Etapas. En principio, Marchi citó a declarar a las personas que participaron de la cadena de custodia del material en sus distintas etapas hasta llegar a la fundición. "La investigación apunta a establecer en qué momento del circuito esas armas fueron sustraídas de su destino final que era la destrucción en una fundición. La tarea es identificar al responsable de cada etapa", sostuvo Nessier.

El funcionario judicial no descartó que puedan seguir apareciendo armas en esta situación. Y aclaró que si bien la destrucción de armas mediante este procedimiento es habitual, "este caso fue en cierta medida especial porque era una gran cantidad".

En tal sentido, el fiscal regional indicó que si bien "pudo haber alguna variante en los mecanismos de traslado del material, se entiende que tuvo que haber un control en la recepción y la destrucción del armamento".

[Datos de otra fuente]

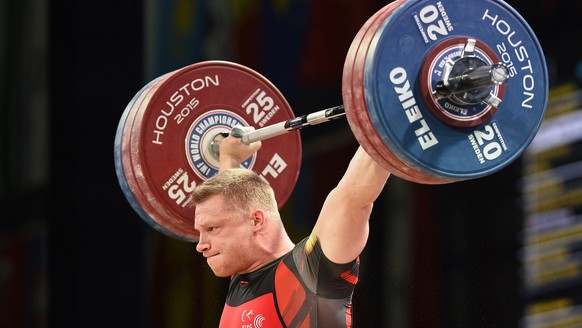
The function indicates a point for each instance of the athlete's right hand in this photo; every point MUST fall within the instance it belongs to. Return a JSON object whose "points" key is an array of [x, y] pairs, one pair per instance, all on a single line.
{"points": [[233, 151]]}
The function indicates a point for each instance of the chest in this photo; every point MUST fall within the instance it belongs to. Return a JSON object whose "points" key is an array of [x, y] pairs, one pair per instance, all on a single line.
{"points": [[268, 300]]}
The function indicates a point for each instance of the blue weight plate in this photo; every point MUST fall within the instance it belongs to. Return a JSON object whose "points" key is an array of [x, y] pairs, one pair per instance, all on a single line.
{"points": [[124, 171], [400, 115], [354, 101]]}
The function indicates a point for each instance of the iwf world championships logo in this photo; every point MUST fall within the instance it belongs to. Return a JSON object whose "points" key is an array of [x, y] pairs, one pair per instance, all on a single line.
{"points": [[200, 137]]}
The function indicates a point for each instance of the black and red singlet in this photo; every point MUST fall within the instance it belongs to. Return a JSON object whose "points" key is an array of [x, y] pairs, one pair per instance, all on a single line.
{"points": [[301, 289]]}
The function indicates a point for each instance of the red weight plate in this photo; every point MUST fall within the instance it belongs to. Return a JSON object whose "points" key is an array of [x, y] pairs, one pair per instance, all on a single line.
{"points": [[171, 134], [352, 101], [156, 216]]}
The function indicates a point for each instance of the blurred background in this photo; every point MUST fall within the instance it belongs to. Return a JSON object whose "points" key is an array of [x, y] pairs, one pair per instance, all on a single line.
{"points": [[501, 251]]}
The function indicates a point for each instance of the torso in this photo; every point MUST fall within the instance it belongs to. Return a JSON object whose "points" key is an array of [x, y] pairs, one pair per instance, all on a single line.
{"points": [[301, 289]]}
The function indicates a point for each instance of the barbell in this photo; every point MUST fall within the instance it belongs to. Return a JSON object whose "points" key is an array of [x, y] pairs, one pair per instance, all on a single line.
{"points": [[435, 91]]}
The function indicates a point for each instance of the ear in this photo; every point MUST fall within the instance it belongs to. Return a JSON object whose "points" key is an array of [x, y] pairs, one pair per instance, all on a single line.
{"points": [[259, 219]]}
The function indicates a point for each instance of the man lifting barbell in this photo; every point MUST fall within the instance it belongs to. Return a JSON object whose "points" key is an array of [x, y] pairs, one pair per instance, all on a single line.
{"points": [[274, 281], [434, 92]]}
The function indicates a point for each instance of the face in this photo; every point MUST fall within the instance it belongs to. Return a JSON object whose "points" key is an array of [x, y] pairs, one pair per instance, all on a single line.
{"points": [[225, 237]]}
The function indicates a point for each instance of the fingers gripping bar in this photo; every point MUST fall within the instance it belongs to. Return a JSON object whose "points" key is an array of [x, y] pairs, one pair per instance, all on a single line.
{"points": [[293, 124]]}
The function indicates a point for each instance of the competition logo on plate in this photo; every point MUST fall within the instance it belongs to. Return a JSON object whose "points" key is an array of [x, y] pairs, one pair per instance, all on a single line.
{"points": [[200, 137]]}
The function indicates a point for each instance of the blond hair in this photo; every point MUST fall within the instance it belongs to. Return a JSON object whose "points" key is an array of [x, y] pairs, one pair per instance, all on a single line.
{"points": [[242, 190]]}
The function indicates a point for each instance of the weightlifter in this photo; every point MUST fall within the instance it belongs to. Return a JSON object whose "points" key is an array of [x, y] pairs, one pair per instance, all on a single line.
{"points": [[274, 282]]}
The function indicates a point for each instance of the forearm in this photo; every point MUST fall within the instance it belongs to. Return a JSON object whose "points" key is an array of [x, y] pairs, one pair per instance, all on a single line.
{"points": [[363, 180]]}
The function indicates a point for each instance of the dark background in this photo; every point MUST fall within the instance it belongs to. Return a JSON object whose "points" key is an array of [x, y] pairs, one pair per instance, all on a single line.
{"points": [[74, 254]]}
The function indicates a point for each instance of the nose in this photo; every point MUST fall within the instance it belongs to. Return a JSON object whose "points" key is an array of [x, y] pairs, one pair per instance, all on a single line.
{"points": [[202, 244]]}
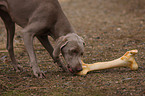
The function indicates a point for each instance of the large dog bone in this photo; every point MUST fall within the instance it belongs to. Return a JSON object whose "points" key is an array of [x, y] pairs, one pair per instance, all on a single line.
{"points": [[127, 60]]}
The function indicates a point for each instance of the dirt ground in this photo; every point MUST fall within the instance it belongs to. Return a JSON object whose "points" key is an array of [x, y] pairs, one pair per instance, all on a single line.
{"points": [[109, 28]]}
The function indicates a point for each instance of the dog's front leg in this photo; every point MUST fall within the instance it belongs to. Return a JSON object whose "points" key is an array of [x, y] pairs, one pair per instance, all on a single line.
{"points": [[29, 32]]}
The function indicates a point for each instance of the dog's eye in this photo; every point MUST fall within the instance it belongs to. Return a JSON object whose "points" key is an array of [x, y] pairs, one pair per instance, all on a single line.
{"points": [[82, 54], [74, 51]]}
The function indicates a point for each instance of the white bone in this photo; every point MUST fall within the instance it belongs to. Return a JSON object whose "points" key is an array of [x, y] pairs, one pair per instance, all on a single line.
{"points": [[127, 60]]}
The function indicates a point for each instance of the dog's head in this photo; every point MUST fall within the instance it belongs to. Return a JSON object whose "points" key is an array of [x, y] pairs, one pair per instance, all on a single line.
{"points": [[72, 48]]}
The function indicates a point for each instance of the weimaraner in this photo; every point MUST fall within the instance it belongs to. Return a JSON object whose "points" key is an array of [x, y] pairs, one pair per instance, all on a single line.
{"points": [[41, 18]]}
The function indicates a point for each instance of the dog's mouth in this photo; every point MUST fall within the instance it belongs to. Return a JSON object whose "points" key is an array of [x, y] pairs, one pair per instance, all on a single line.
{"points": [[70, 69]]}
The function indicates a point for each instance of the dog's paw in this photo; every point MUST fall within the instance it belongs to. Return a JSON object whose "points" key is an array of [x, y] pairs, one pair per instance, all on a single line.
{"points": [[38, 73]]}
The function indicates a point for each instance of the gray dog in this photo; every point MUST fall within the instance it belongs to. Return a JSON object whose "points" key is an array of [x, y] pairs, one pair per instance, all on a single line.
{"points": [[41, 18]]}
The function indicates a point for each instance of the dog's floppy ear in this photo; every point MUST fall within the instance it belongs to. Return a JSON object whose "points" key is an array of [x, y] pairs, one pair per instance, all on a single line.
{"points": [[61, 42]]}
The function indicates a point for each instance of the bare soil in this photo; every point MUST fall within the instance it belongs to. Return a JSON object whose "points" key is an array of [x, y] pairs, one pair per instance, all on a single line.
{"points": [[109, 28]]}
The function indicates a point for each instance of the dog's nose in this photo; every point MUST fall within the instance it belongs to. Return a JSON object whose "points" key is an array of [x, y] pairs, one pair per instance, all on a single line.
{"points": [[79, 69]]}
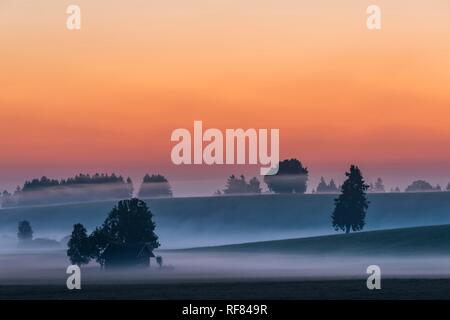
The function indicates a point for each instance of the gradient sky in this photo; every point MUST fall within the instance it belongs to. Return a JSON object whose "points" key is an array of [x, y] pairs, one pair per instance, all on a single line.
{"points": [[106, 98]]}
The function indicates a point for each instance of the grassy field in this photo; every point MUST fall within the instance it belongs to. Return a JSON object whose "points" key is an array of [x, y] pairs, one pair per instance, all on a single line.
{"points": [[221, 220], [236, 290], [430, 240]]}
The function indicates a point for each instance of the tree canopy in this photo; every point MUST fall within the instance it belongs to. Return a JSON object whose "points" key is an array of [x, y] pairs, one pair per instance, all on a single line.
{"points": [[351, 206], [291, 177], [24, 232]]}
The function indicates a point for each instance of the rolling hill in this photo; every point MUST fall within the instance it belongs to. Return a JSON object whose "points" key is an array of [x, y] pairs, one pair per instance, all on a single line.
{"points": [[430, 240]]}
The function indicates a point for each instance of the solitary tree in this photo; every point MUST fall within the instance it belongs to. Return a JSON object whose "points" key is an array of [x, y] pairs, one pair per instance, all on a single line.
{"points": [[352, 204], [254, 186], [130, 222], [291, 177], [25, 232], [79, 250]]}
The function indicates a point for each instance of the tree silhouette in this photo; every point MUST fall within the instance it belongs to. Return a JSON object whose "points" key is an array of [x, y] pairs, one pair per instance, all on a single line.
{"points": [[323, 187], [352, 204], [79, 251], [254, 186], [291, 177], [155, 186], [332, 186], [240, 186], [130, 222], [25, 232]]}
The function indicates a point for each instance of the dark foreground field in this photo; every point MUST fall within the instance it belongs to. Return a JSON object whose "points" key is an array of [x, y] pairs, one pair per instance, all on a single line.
{"points": [[233, 289]]}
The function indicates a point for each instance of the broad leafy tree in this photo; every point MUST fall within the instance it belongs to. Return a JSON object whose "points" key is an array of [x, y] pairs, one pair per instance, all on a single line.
{"points": [[25, 232], [291, 177]]}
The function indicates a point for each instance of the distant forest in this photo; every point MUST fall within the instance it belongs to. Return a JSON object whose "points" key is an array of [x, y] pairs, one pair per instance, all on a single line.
{"points": [[82, 187], [292, 177]]}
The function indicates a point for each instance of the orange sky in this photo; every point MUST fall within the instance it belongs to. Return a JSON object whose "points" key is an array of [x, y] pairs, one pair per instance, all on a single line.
{"points": [[108, 96]]}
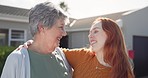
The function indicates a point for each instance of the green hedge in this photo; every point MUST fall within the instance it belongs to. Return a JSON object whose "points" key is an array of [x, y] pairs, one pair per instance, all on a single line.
{"points": [[4, 52]]}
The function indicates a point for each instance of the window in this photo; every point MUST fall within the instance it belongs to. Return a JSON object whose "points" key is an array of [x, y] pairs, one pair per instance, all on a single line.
{"points": [[3, 37], [16, 37]]}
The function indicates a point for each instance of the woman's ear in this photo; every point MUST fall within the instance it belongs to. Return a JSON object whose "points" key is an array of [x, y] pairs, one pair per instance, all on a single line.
{"points": [[40, 27]]}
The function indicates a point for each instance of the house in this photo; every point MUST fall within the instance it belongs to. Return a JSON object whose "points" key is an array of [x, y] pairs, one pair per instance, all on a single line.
{"points": [[135, 28]]}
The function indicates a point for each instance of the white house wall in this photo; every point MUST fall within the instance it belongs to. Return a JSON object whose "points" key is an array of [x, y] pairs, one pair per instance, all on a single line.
{"points": [[78, 39], [15, 25], [135, 24]]}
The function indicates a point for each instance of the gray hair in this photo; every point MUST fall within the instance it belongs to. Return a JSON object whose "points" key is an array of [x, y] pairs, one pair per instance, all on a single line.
{"points": [[45, 13]]}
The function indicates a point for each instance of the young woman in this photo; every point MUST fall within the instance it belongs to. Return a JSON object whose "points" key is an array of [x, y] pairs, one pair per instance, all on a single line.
{"points": [[107, 57]]}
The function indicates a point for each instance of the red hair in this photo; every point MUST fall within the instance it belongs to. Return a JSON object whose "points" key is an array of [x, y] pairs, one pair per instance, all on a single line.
{"points": [[115, 50]]}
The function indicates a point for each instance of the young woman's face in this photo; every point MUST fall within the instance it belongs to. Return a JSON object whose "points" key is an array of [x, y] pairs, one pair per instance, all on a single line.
{"points": [[97, 37]]}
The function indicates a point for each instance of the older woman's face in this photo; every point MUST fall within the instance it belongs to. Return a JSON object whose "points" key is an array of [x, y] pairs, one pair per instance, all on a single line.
{"points": [[97, 36], [55, 33]]}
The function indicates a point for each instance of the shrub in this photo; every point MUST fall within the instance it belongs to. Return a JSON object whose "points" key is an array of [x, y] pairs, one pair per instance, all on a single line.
{"points": [[4, 52]]}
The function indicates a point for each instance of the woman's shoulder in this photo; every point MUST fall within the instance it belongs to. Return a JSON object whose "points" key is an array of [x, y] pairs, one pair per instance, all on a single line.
{"points": [[18, 53]]}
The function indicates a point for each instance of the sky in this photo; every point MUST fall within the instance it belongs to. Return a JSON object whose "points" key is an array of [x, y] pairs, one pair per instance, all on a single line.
{"points": [[84, 8]]}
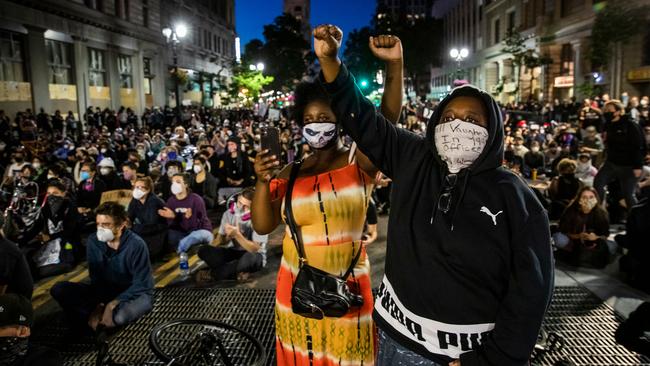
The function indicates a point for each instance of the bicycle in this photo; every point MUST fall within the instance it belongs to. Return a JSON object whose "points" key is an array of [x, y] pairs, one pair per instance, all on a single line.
{"points": [[210, 343]]}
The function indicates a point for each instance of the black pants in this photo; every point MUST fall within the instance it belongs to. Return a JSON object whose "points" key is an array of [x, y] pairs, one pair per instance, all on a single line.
{"points": [[226, 263], [624, 175]]}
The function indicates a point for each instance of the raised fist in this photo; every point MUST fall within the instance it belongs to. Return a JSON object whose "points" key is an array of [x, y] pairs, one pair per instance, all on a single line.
{"points": [[327, 41], [386, 48]]}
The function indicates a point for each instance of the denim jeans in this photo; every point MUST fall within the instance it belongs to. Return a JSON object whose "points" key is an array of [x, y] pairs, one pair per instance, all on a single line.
{"points": [[182, 242], [79, 300], [392, 354]]}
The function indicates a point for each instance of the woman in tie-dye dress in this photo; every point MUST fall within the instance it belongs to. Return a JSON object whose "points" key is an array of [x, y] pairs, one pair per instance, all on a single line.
{"points": [[329, 202]]}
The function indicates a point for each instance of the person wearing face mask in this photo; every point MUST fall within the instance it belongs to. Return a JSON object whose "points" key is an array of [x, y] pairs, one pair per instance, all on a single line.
{"points": [[330, 194], [89, 191], [108, 175], [57, 244], [238, 250], [143, 214], [203, 183], [164, 183], [129, 175], [121, 281], [625, 149], [469, 267], [235, 170], [185, 212], [534, 160], [16, 319], [583, 231], [585, 171]]}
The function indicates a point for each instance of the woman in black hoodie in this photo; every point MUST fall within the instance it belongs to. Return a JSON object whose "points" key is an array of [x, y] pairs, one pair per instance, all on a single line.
{"points": [[469, 269]]}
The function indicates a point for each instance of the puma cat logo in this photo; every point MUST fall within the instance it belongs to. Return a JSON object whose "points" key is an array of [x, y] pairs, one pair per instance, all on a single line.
{"points": [[486, 211]]}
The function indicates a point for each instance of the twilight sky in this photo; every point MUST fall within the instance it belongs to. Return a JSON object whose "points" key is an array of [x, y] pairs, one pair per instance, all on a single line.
{"points": [[252, 15]]}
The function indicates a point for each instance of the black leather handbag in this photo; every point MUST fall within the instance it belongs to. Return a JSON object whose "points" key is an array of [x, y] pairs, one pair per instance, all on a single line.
{"points": [[316, 293]]}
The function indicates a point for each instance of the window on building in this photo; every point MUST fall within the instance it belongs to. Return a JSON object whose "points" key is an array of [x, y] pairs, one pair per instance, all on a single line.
{"points": [[95, 4], [511, 21], [126, 71], [497, 31], [12, 67], [146, 68], [145, 13], [59, 62], [97, 67], [566, 59]]}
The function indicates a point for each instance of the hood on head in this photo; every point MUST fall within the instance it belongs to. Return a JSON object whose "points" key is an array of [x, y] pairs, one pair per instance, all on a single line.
{"points": [[492, 155]]}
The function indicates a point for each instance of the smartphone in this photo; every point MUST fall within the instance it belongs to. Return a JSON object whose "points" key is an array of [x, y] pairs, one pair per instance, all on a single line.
{"points": [[270, 140]]}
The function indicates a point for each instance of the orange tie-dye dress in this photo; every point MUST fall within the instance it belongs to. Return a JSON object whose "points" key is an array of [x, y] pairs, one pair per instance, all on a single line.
{"points": [[330, 211]]}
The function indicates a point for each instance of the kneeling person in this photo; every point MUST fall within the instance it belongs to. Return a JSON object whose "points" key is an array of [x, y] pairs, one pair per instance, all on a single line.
{"points": [[238, 250], [121, 281]]}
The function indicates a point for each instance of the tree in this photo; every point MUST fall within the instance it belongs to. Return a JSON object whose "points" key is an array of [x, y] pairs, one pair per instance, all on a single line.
{"points": [[523, 56], [614, 24], [286, 54], [358, 57]]}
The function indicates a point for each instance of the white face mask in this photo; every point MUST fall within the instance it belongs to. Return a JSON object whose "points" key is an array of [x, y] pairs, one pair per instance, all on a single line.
{"points": [[319, 135], [104, 234], [459, 143], [177, 188], [138, 194]]}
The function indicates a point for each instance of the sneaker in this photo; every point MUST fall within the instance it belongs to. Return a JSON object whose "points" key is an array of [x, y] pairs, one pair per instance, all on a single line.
{"points": [[204, 276]]}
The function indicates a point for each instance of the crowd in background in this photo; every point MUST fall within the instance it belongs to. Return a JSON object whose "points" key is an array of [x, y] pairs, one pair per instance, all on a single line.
{"points": [[581, 165]]}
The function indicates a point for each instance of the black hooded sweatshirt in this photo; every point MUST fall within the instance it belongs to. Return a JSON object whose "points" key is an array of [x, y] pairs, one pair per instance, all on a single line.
{"points": [[472, 283]]}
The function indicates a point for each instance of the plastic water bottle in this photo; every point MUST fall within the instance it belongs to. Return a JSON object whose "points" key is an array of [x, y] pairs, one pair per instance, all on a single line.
{"points": [[184, 265]]}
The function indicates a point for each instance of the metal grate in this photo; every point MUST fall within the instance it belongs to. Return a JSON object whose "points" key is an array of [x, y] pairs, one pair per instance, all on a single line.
{"points": [[586, 324]]}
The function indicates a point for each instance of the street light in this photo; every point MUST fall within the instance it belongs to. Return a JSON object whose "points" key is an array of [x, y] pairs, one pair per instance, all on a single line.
{"points": [[259, 67], [459, 56], [173, 36]]}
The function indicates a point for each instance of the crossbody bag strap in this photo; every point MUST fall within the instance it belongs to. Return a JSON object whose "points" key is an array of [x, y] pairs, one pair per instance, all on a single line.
{"points": [[288, 212]]}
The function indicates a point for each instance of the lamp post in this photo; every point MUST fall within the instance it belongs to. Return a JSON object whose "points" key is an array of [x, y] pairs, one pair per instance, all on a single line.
{"points": [[459, 56], [173, 36]]}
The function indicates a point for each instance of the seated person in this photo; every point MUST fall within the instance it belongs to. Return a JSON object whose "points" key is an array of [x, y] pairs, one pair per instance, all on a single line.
{"points": [[16, 320], [585, 171], [636, 262], [121, 281], [583, 232], [235, 170], [90, 190], [186, 215], [58, 171], [203, 183], [164, 183], [143, 214], [238, 250], [15, 277], [52, 251], [563, 188]]}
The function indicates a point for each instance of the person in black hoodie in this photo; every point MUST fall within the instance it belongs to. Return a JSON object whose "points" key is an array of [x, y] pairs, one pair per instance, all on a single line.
{"points": [[625, 148], [469, 268]]}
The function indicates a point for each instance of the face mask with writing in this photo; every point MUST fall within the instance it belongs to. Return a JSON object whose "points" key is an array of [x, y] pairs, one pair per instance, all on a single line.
{"points": [[459, 143]]}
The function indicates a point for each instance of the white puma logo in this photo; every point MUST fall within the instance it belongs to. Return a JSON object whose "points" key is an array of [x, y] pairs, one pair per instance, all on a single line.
{"points": [[486, 211]]}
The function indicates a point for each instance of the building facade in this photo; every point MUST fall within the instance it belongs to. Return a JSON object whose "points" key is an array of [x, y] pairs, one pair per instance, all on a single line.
{"points": [[69, 55], [557, 29], [206, 54], [301, 10]]}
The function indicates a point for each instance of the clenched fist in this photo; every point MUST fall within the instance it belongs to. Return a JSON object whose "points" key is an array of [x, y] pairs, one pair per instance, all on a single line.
{"points": [[327, 41], [387, 48]]}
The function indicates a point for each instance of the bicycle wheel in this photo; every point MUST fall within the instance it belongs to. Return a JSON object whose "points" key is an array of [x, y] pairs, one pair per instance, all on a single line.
{"points": [[186, 342]]}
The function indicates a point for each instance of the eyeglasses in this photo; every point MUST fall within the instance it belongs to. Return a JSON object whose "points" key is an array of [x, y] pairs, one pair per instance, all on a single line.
{"points": [[444, 201]]}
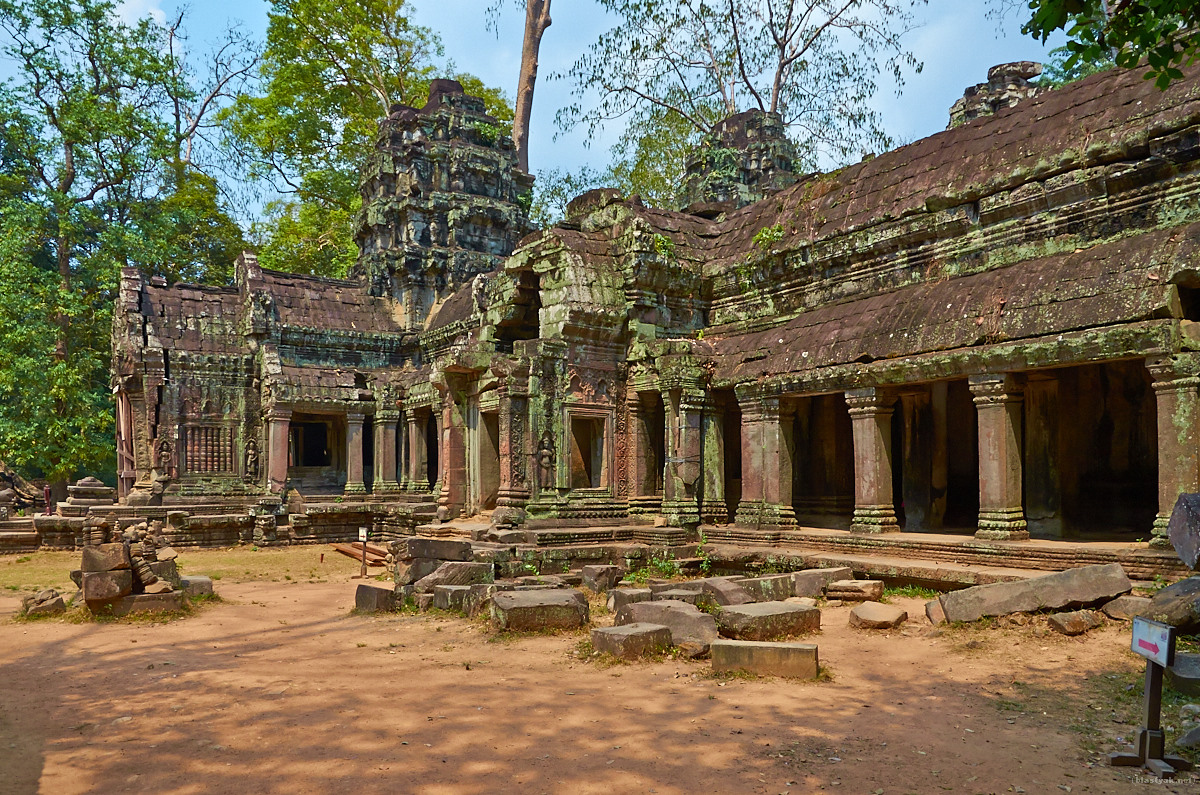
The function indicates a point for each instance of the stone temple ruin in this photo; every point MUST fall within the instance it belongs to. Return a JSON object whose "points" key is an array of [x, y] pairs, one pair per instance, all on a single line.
{"points": [[993, 330]]}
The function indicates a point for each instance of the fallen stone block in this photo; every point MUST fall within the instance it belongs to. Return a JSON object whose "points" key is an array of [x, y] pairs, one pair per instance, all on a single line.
{"points": [[875, 615], [531, 610], [774, 587], [600, 578], [619, 597], [813, 581], [167, 571], [631, 640], [856, 590], [411, 571], [1179, 605], [105, 557], [477, 598], [52, 607], [767, 621], [106, 586], [373, 598], [450, 597], [726, 592], [687, 623], [1126, 608], [167, 602], [196, 585], [457, 573], [1075, 622], [443, 549], [679, 595], [766, 658], [1072, 589]]}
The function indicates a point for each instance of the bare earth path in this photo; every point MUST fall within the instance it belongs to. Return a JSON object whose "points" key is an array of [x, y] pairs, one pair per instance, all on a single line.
{"points": [[281, 689]]}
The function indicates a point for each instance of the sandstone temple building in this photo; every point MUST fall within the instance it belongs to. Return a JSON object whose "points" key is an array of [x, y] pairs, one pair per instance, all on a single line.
{"points": [[990, 330]]}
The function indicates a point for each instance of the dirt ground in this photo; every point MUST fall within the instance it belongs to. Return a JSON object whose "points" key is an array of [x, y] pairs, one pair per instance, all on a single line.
{"points": [[280, 688]]}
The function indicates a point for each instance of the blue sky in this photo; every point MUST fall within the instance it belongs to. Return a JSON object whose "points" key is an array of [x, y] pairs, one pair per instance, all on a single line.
{"points": [[957, 42]]}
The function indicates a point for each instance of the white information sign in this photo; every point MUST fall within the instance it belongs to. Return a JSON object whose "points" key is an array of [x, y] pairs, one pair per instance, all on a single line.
{"points": [[1153, 640]]}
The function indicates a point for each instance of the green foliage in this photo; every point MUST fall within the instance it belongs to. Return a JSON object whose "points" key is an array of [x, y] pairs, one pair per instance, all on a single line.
{"points": [[1161, 35], [768, 235], [330, 72]]}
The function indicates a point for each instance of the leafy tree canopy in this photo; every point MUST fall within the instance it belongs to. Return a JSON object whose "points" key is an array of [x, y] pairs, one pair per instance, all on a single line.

Asimismo, indicó que la principal hipótesis indica que las armas "fueron sustraídas para ser vendidas ya que aparecieron en la vía pública, o sea que el fin de la recirculación de esas armas era la comisión de ilícitos".

En ese marco, fuentes allegadas a la investigación revelaron que los pesquisas creen que la cadena de custodia pudo haberse quebrado en el tránsito desde la sala de efectos de la Corte hasta el horno. Tampoco se descarta que haya habido fallas en el conteo de las armas.

Sin embargo, otra hipótesis apunta a los tres días que estuvieron las armas esperando para ser fundidas ya que en el horno no había lugar suficiente para que el trabajo se hiciera en una sola jornada. Por ello no se descarta que en ese predio se haya separado un lote de armas para ponerlas a la venta en forma ilegal.